On the connection problem for nonlinear differential equation

TL;DR

This paper investigates the connection problem for a specific nonlinear differential equation related to the fifth Painlevé equation, deriving explicit connection formulas using uniform asymptotics, which are relevant for understanding level spacing functions.

Contribution

The paper establishes explicit connection formulas for solutions of a nonlinear differential equation linked to Painlevé V, using uniform asymptotics, providing an alternative to isomonodromy and WKB methods.

Findings

Derived explicit connection formulas relating solution constants to parameter a.

Obtained a monotonically increasing solution on the real axis.

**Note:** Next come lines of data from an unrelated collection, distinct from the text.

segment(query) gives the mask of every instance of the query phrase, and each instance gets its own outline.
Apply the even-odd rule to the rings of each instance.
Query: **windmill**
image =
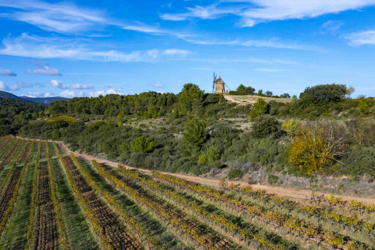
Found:
[[[212,83],[212,93],[215,93],[215,84],[216,83],[216,77],[217,76],[217,74],[216,74],[216,75],[215,75],[215,72],[213,72],[213,83]]]
[[[219,78],[216,79],[217,75],[215,75],[213,72],[213,83],[212,83],[212,93],[225,93],[225,86],[230,91],[228,86],[225,84],[224,81],[221,79],[220,76]]]

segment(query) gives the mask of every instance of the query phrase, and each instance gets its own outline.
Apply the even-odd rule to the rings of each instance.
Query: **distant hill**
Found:
[[[8,93],[5,91],[0,91],[0,97],[1,98],[11,98],[14,100],[19,100],[21,101],[26,101],[26,100],[22,99],[21,97],[19,97],[17,96],[15,96],[10,93]]]
[[[69,99],[69,98],[65,98],[65,97],[62,97],[61,96],[55,96],[54,97],[29,97],[28,96],[21,96],[20,97],[21,97],[22,99],[26,101],[28,101],[29,102],[33,102],[34,103],[42,104],[46,106],[48,106],[49,103],[51,102],[60,101],[61,100],[65,100]]]

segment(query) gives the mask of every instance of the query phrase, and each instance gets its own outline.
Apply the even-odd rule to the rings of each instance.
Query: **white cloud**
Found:
[[[117,50],[95,51],[90,48],[91,44],[84,43],[85,41],[86,40],[72,41],[71,39],[57,37],[42,37],[22,33],[15,38],[9,36],[4,38],[2,43],[4,48],[0,50],[0,55],[123,62],[154,62],[168,55],[158,49],[130,52]],[[78,42],[79,44],[77,44]],[[182,57],[186,56],[180,54]]]
[[[37,86],[38,86],[40,88],[44,88],[44,87],[45,87],[47,86],[46,86],[45,84],[42,84],[42,83],[35,83],[35,85],[36,85]]]
[[[175,14],[160,14],[159,16],[164,20],[172,21],[182,21],[191,17],[201,19],[217,19],[229,14],[239,15],[242,9],[242,8],[237,6],[218,7],[218,3],[214,3],[207,7],[195,5],[193,8],[186,7],[188,12]]]
[[[106,95],[109,95],[110,94],[116,94],[117,95],[127,95],[126,92],[123,92],[121,90],[118,88],[110,88],[106,91],[104,89],[102,90],[98,90],[95,92],[90,92],[88,93],[88,96],[97,97],[100,95],[102,96],[105,96]]]
[[[254,69],[254,70],[256,70],[257,71],[264,71],[264,72],[282,72],[282,71],[288,71],[290,70],[290,69],[276,69],[276,68],[255,68],[255,69]]]
[[[176,55],[186,56],[190,53],[191,52],[188,50],[185,50],[183,49],[169,49],[164,50],[163,54],[168,55],[169,56],[175,56]]]
[[[9,86],[5,83],[0,81],[0,90],[19,90],[20,87],[17,85]]]
[[[22,95],[25,96],[29,97],[53,97],[56,96],[56,95],[52,92],[48,93],[41,93],[40,92],[29,92],[27,94]]]
[[[51,80],[51,86],[59,88],[67,88],[66,84],[60,81]]]
[[[69,88],[73,88],[74,89],[87,89],[89,88],[94,88],[94,84],[74,83],[71,85]]]
[[[21,81],[19,81],[17,82],[17,85],[20,88],[32,88],[34,87],[34,85],[28,83],[25,83]]]
[[[375,0],[222,0],[221,2],[240,2],[229,6],[218,3],[203,7],[187,7],[187,12],[161,14],[162,19],[174,21],[191,18],[217,19],[226,15],[239,16],[240,27],[252,27],[257,23],[278,20],[306,19],[330,13],[356,10],[375,4]]]
[[[1,69],[0,68],[0,75],[1,76],[17,76],[17,74],[15,74],[9,69]]]
[[[291,49],[303,49],[306,50],[322,50],[322,49],[315,46],[298,44],[296,43],[285,43],[280,41],[278,38],[274,38],[268,40],[248,40],[241,41],[239,40],[229,41],[217,41],[215,40],[195,40],[184,39],[184,41],[202,45],[240,45],[246,47],[269,47],[275,48],[286,48]]]
[[[10,86],[9,88],[9,90],[12,91],[19,90],[20,89],[21,89],[21,88],[18,86],[18,85],[13,85],[12,86]]]
[[[39,61],[39,60],[30,60],[30,63],[32,64],[36,65],[38,67],[41,67],[42,65],[45,65],[45,66],[49,66],[49,63],[47,62],[44,62],[43,61]]]
[[[88,89],[89,88],[94,88],[94,84],[81,84],[74,83],[70,86],[60,81],[55,80],[51,80],[51,85],[59,88],[71,88],[73,89]]]
[[[354,32],[344,36],[350,40],[349,45],[353,46],[365,44],[375,45],[375,30]]]
[[[79,93],[76,93],[74,91],[68,90],[68,89],[62,91],[59,94],[59,96],[65,97],[66,98],[73,98],[73,97],[82,97],[84,96],[84,93],[82,91]]]
[[[152,84],[152,86],[157,88],[164,88],[166,87],[166,85],[164,84],[162,84],[160,83],[155,83]]]
[[[33,70],[27,69],[27,72],[29,74],[35,74],[36,75],[62,75],[61,73],[59,72],[59,70],[55,68],[50,68],[48,66],[44,66],[42,68],[38,68]]]
[[[8,88],[8,85],[3,82],[0,81],[0,90],[7,90]]]
[[[342,21],[329,20],[322,24],[322,28],[324,28],[331,31],[336,31],[340,29],[343,24],[344,24],[344,22]]]

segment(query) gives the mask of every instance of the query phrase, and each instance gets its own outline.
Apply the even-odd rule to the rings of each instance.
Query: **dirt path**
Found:
[[[249,104],[253,104],[255,103],[259,97],[261,97],[257,95],[246,96],[224,95],[224,98],[227,100],[240,104],[241,105]],[[267,103],[271,101],[275,101],[279,103],[290,103],[292,101],[292,99],[290,98],[273,98],[267,96],[262,96],[261,97]]]
[[[51,140],[49,140],[49,141],[52,142],[52,141]],[[67,147],[65,146],[64,145],[62,142],[57,141],[56,142],[59,145],[61,150],[63,151],[65,153],[70,153],[72,152],[72,151],[69,150]],[[95,160],[98,163],[105,163],[108,166],[115,167],[117,167],[117,165],[118,165],[118,163],[111,162],[110,161],[107,161],[106,160],[102,160],[101,159],[96,158],[92,156],[89,156],[88,155],[86,155],[83,154],[79,154],[79,153],[74,152],[73,152],[72,153],[73,153],[74,154],[74,155],[75,155],[76,156],[81,157],[88,161],[92,161],[93,160]],[[126,165],[125,165],[125,166],[126,166],[127,167],[128,167],[130,169],[137,169],[139,172],[144,173],[146,174],[148,174],[149,175],[151,175],[152,174],[151,170],[149,170],[143,169],[142,168],[137,168],[135,167],[129,167]],[[183,174],[174,174],[171,173],[167,173],[167,172],[162,172],[162,173],[167,174],[170,174],[171,175],[173,175],[174,176],[176,176],[179,178],[184,178],[188,181],[194,182],[197,183],[200,183],[201,184],[206,184],[208,185],[211,185],[211,186],[217,186],[217,187],[219,186],[219,181],[217,180],[210,180],[209,179],[206,179],[204,178],[199,177],[198,176],[191,176],[189,175],[184,175]],[[275,194],[276,194],[277,195],[279,195],[280,196],[287,196],[287,197],[289,197],[296,200],[304,199],[306,198],[306,195],[309,196],[310,193],[311,193],[311,191],[309,190],[296,190],[296,189],[293,189],[291,188],[281,188],[279,187],[272,187],[272,186],[269,186],[267,185],[250,185],[246,182],[242,182],[242,181],[234,181],[231,182],[236,185],[240,184],[241,185],[241,187],[246,187],[248,186],[251,186],[252,188],[255,189],[264,189],[266,191],[267,191],[267,192],[268,193],[274,193]],[[318,193],[319,194],[323,193],[320,192],[318,192]],[[324,195],[325,196],[330,196],[330,195],[331,195],[332,194],[324,193]],[[368,204],[375,204],[375,199],[356,197],[354,196],[335,195],[334,196],[338,197],[342,197],[343,200],[354,200],[360,201],[361,202],[363,202]]]

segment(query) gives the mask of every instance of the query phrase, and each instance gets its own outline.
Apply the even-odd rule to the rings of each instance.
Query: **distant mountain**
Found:
[[[0,91],[0,97],[1,98],[11,98],[15,100],[20,100],[21,101],[26,101],[21,97],[19,97],[17,96],[15,96],[10,93],[8,93],[5,91]]]
[[[28,96],[21,96],[20,97],[26,101],[42,104],[46,106],[48,106],[49,103],[51,102],[60,101],[61,100],[65,100],[69,99],[69,98],[65,98],[65,97],[62,97],[61,96],[55,96],[54,97],[29,97]]]

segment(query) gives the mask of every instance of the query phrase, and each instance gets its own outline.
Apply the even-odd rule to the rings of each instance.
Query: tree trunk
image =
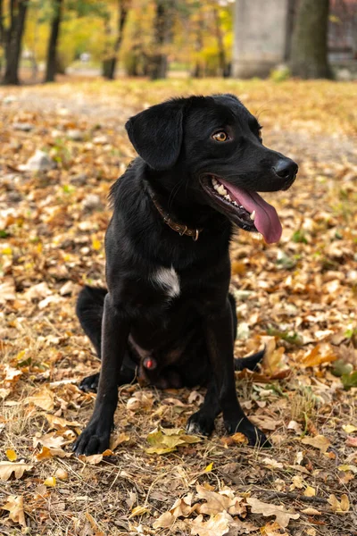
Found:
[[[51,35],[48,41],[45,82],[54,82],[57,72],[57,43],[62,21],[62,0],[54,0],[54,16],[51,23]]]
[[[226,51],[224,50],[223,36],[220,25],[220,12],[217,7],[213,8],[213,16],[218,48],[218,75],[224,76],[226,72]]]
[[[10,26],[6,29],[2,27],[6,62],[3,84],[5,85],[19,85],[20,83],[19,63],[28,4],[28,0],[11,0]]]
[[[166,78],[168,60],[162,46],[170,39],[173,18],[172,0],[156,0],[156,13],[154,21],[154,54],[148,64],[150,80]]]
[[[118,28],[117,38],[115,39],[112,55],[105,58],[103,62],[103,76],[108,80],[113,80],[115,78],[115,69],[118,63],[118,53],[120,49],[125,22],[128,18],[129,2],[129,0],[118,0]],[[110,28],[107,26],[106,33],[110,33]]]
[[[329,0],[300,0],[291,48],[291,71],[303,79],[331,78],[328,62]]]

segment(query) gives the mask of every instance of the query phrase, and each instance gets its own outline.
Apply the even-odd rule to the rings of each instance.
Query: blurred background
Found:
[[[356,533],[356,54],[357,0],[0,0],[2,534],[227,534],[193,509],[153,530],[197,479],[299,512],[282,528],[249,511],[239,533]],[[83,284],[105,285],[107,197],[135,157],[125,122],[219,92],[299,164],[291,188],[264,194],[281,240],[241,231],[230,252],[236,356],[267,348],[262,373],[237,387],[274,459],[222,438],[220,420],[218,435],[149,456],[149,432],[184,428],[203,391],[131,385],[118,466],[86,465],[70,444],[92,413],[79,381],[99,364],[75,306]],[[16,456],[26,469],[10,478]]]
[[[0,0],[3,83],[357,77],[356,0]]]

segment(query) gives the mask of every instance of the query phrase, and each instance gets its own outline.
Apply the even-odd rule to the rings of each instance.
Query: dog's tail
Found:
[[[86,285],[79,292],[76,313],[86,335],[87,335],[101,358],[102,318],[104,309],[105,289]]]
[[[264,357],[264,354],[265,348],[256,354],[248,356],[248,357],[235,359],[235,371],[243,371],[245,368],[248,369],[248,371],[254,371]]]

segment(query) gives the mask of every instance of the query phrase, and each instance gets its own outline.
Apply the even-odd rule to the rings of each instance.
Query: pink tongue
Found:
[[[255,210],[254,225],[268,244],[278,242],[283,231],[274,206],[264,201],[256,192],[248,192],[220,178],[220,182],[228,190],[230,197],[250,214]]]

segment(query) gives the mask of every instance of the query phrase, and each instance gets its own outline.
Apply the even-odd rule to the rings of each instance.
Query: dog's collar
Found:
[[[147,188],[147,191],[149,192],[150,197],[152,198],[153,203],[155,205],[157,212],[161,214],[161,216],[162,216],[162,219],[165,222],[166,225],[169,225],[169,227],[170,227],[170,229],[172,229],[172,230],[176,230],[176,232],[178,232],[181,237],[183,235],[186,235],[187,237],[191,237],[192,239],[195,240],[195,242],[196,240],[198,240],[198,237],[200,236],[200,232],[203,230],[203,229],[190,229],[187,225],[182,225],[181,223],[178,223],[177,222],[174,222],[170,217],[169,213],[167,213],[163,210],[162,206],[160,205],[159,201],[157,200],[156,196],[152,191],[152,189],[149,186]]]

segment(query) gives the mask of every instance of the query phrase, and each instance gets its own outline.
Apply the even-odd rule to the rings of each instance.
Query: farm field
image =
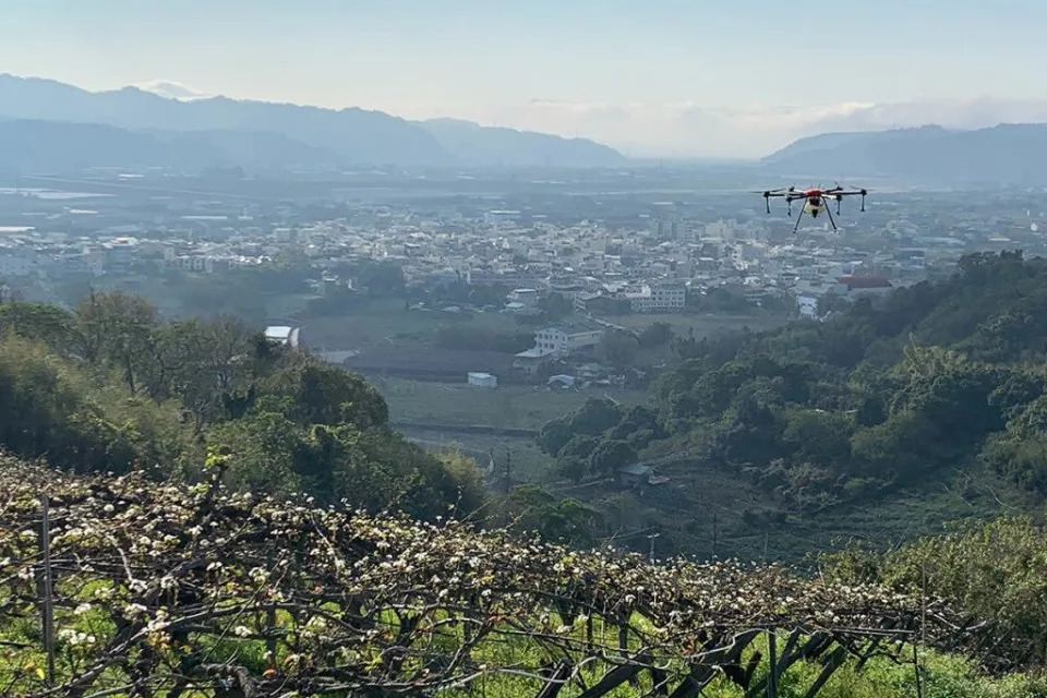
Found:
[[[718,334],[737,332],[748,327],[757,332],[761,329],[772,329],[787,322],[787,317],[780,314],[767,312],[756,312],[745,315],[721,315],[721,314],[650,314],[650,315],[622,315],[613,317],[603,317],[606,322],[627,327],[629,329],[642,330],[654,323],[666,323],[673,332],[681,337],[688,337],[694,330],[696,338],[710,337]]]
[[[543,386],[501,385],[476,388],[465,383],[431,383],[369,376],[389,405],[393,421],[484,425],[539,430],[557,417],[581,407],[591,397],[611,397],[625,405],[647,399],[643,390],[559,390]]]
[[[444,327],[483,328],[490,332],[531,332],[512,315],[472,313],[456,316],[441,312],[407,311],[399,299],[376,300],[368,308],[333,317],[303,322],[302,337],[311,347],[368,349],[431,345]]]

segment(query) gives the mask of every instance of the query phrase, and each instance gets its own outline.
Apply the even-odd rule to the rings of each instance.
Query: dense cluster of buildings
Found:
[[[817,315],[827,293],[884,292],[946,272],[967,251],[1045,246],[1035,224],[1018,214],[978,222],[930,198],[907,207],[870,203],[870,213],[845,219],[840,234],[811,224],[793,236],[787,218],[732,218],[719,200],[590,202],[606,209],[600,218],[588,209],[571,217],[570,197],[550,204],[546,215],[480,198],[420,213],[409,203],[15,193],[0,195],[0,280],[14,286],[76,276],[231,274],[272,264],[293,248],[315,267],[321,291],[351,282],[332,269],[385,260],[400,265],[413,287],[496,285],[506,290],[501,310],[518,313],[538,312],[541,299],[555,292],[582,315],[678,313],[702,303],[784,303]],[[543,344],[557,341],[539,340],[535,350]]]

Linked the differential equation to Painlevé V for analysis.

Abstract

We consider the connection problem of the second nonlinear differential equation \begin{equation} \label{eq:1} \Phi''(x)=(\Phi'^2(x)-1)\cot\Phi(x)+ \frac{1}{x}(1-\Phi'(x)) \end{equation} subject to the boundary condition $\Phi(x)=x-ax^2+O(x^3)$ ($a\geq0$) as $x\to0$. In view of that equation (1) is equivalent to the fifth Painlev\'e (PV) equation after a M\"obius transformation, we are able to study the connection problem of equation (1) by investigating the corresponding connection problem of PV. Our research technique is based on the method of uniform asymptotics presented by Bassom el at. The monotonically solution on real axis of equation (1) is obtained, the explicit relation (connection formula) between the constants in the solution and the real number $a$ is also obtained. This connection formulas have been established earlier by Suleimanov via the isomonodromy deformation theory and the WKB method, and recently are applied for studying level spacing functions.